Conceptual Design

The crease design references two formulas that relate different variables together. After thorough calculations and estimations, we designed a crease to be folded and manufactured into a torsion tower structure. The figures below demonstrate a detailed process of how we initiated the idea of designing torsion tower structures, finalized the formula and stretch references after conducting literature reviews, confirmed the numbers in the design like the length, width, height, and angle of the torsion tower structure, and created a two-dimensional drawing with AutoCAD.

Figure 2-1 and Figure 2-3 are referenced from researches conducted by professors at University of Illinois Urbana-Champaign on a crawling robot driven by multi-stable origami (Pagano et al., 2017).

Pagano, A., Yan, T., Chien, B., Wissa, A., & Tawfick, S. (2017). A crawling robot driven by multi-stable origami. Smart Materials and Structures, 26(9), 094007. https://doi.org/10.1088/1361-665x/aa721e

Detailed Design

We made two generations of the crease design.
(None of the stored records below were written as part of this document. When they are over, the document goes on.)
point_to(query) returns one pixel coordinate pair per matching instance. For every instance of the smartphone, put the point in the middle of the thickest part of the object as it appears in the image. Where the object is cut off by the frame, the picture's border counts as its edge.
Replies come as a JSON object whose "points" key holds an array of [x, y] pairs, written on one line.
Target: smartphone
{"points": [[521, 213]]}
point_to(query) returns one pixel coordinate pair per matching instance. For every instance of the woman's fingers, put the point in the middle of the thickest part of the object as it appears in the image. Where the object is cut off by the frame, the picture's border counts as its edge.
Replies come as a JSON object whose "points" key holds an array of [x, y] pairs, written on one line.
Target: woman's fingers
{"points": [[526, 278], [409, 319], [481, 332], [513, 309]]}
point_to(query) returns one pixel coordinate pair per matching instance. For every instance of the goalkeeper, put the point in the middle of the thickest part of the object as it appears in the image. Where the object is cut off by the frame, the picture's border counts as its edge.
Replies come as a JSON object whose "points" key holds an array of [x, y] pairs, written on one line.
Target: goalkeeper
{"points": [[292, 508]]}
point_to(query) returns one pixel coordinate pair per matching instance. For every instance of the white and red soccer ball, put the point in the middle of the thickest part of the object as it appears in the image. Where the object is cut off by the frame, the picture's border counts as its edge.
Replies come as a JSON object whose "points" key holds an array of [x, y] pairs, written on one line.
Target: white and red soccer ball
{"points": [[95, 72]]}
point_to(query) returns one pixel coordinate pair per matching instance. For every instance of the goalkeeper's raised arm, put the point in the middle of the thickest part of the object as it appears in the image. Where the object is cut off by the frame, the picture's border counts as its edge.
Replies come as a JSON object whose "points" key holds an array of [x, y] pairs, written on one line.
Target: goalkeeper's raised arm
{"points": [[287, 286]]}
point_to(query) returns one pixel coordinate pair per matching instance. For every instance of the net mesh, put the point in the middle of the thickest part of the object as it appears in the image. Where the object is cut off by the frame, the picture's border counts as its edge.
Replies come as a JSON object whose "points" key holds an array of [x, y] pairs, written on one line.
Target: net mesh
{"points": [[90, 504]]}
The first generation involves dividing the torsion tower structure into six rows and four layers and adding margins on the side for connection purposes. After experimenting with the first design, we learned that the horizontal creases might collapse inward when encountering resilience, causing the torsion tower structure to malfunction. The second generation has one more horizontal crease composed of three edges, increasing the strength of the horizontal creases and the robot's lifespan. The robot’s extended lifespan can better the innovation’s reputation in the community of farmers, environmental organizations, and governments as a reliable and sustainable robot, increasing the chance of positive feedback and potentially boosting the number of consumers and trading volumes.

When the torsion tower structure is damaged because of conditions like collapsing or over-twistings, the modularization of the robot allows consumers to buy and substitute only the torsion tower structure but not other parts of the robot at a low cost. The modular substitution nature of the robot also emphasizes reusing under the framework of environmentalism as it allows the robot to be repaired by only purchasing the torsion tower structure and avoids the need to consume and produce other components of the robot.

Compared to those made from polyvinyl chloride, polypropylene, polyimide film, and printing paper, the torsion tower structure made from kraft paper is the best because it is easy to fold and twist, does not collapse easily, and has hard edges and corners after folding. The three characteristics can extend the robot’s lifespan and avoid the need to purchase the robot again in a short period.